NASA’s twin-rotor Mars Helicopter and its protective carrier have been attached to the belly of the agency’s Mars 2020 rover, now in final assembly at the Jet Propulsion Laboratory in Pasadena, California. The helicopter, expected to be the first aircraft to fly on another world, will remain encapsulated until after landing and deployed to the surface in Jezero Crater.
The solar-powered helicopter is a technology demonstrator and as such carries no science instruments. But if it works, second-generation helicopters could be added to future Mars missions, carrying instruments over areas beyond the reach of rovers or stationary landers, making close-range observations of difficult-to-reach targets like cliffs, caves and deep craters possible.

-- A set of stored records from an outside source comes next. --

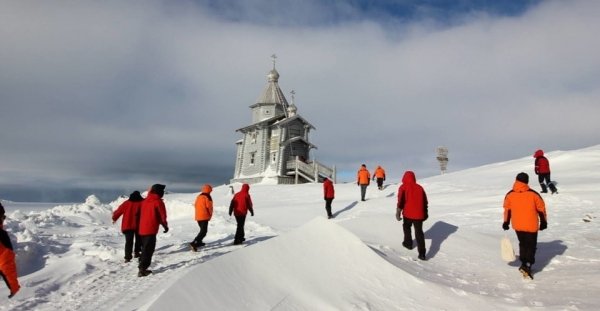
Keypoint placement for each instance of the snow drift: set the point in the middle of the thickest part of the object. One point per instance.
(319, 266)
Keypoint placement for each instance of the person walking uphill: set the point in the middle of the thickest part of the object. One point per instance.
(152, 214)
(204, 209)
(240, 204)
(8, 266)
(379, 174)
(130, 210)
(329, 195)
(542, 169)
(524, 206)
(412, 203)
(363, 178)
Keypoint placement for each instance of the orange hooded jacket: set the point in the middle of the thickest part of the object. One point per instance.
(363, 177)
(203, 204)
(379, 172)
(523, 207)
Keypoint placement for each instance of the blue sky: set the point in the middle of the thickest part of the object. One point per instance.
(108, 97)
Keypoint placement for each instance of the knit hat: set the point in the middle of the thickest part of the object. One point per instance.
(523, 177)
(158, 189)
(206, 188)
(135, 196)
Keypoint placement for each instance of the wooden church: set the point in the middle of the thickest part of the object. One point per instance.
(275, 148)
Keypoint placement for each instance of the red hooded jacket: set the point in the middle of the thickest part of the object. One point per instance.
(542, 165)
(131, 215)
(152, 214)
(241, 202)
(328, 191)
(8, 265)
(412, 198)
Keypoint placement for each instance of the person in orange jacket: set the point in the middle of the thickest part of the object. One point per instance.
(379, 174)
(204, 209)
(527, 210)
(130, 210)
(363, 179)
(329, 195)
(8, 266)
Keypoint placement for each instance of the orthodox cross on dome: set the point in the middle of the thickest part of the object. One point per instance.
(274, 57)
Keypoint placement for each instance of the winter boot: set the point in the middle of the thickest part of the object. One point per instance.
(525, 270)
(143, 273)
(552, 188)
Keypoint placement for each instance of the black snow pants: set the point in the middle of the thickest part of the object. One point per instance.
(527, 246)
(419, 235)
(239, 232)
(148, 246)
(130, 245)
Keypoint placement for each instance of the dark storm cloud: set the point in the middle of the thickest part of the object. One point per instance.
(119, 95)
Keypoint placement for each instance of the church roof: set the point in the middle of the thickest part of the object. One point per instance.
(299, 138)
(260, 124)
(295, 117)
(272, 93)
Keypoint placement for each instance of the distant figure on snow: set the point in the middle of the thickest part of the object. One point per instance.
(8, 266)
(240, 204)
(363, 179)
(379, 174)
(204, 209)
(329, 195)
(542, 169)
(524, 207)
(130, 210)
(152, 214)
(412, 203)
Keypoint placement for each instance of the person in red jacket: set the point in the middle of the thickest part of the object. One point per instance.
(329, 195)
(8, 266)
(363, 179)
(542, 169)
(524, 207)
(412, 204)
(379, 174)
(130, 210)
(240, 204)
(152, 215)
(203, 214)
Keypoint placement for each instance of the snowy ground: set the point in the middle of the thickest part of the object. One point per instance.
(70, 256)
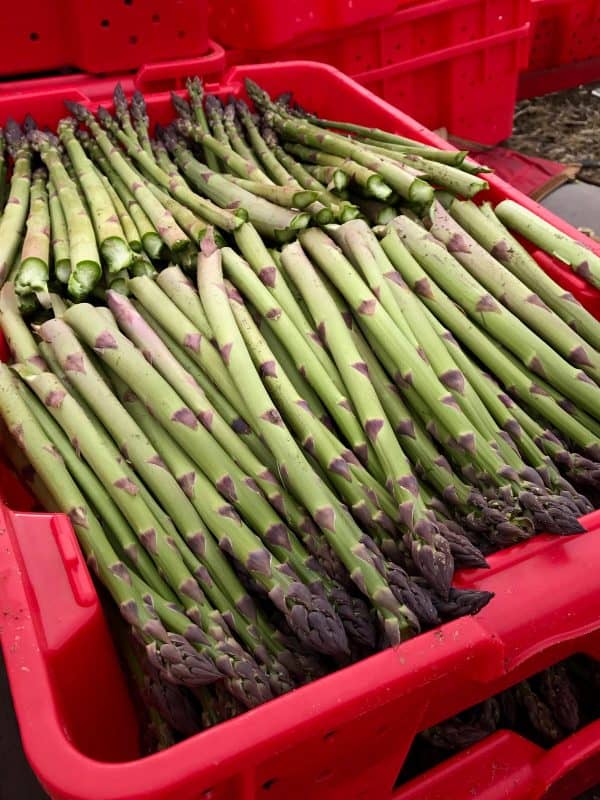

“Our job is to prove that autonomous, controlled flight can be executed in the extremely thin Martian atmosphere,” said MiMi Aung, the Mars Helicopter project manager at JPL. “Since our helicopter is designed as a flight test of experimental technology, it carries no science instruments. But if we prove powered flight on Mars can work, we look forward to the day when Mars helicopters can play an important role in future explorations of the Red Planet.”
The Mars 2020 rover is scheduled for launch from Cape Canaveral, Florida, in July 2020. Landing in Jezero Crater is expected on 18 February 2021.
“With this joining of two great spacecraft, I can say definitively that all the pieces are in place for a historic mission of exploration,” said Thomas Zurbuchen, NASA’s director of science operations. “Together, Mars 2020 and the Mars Helicopter will help define the future of science and exploration of the Red Planet for decades to come.”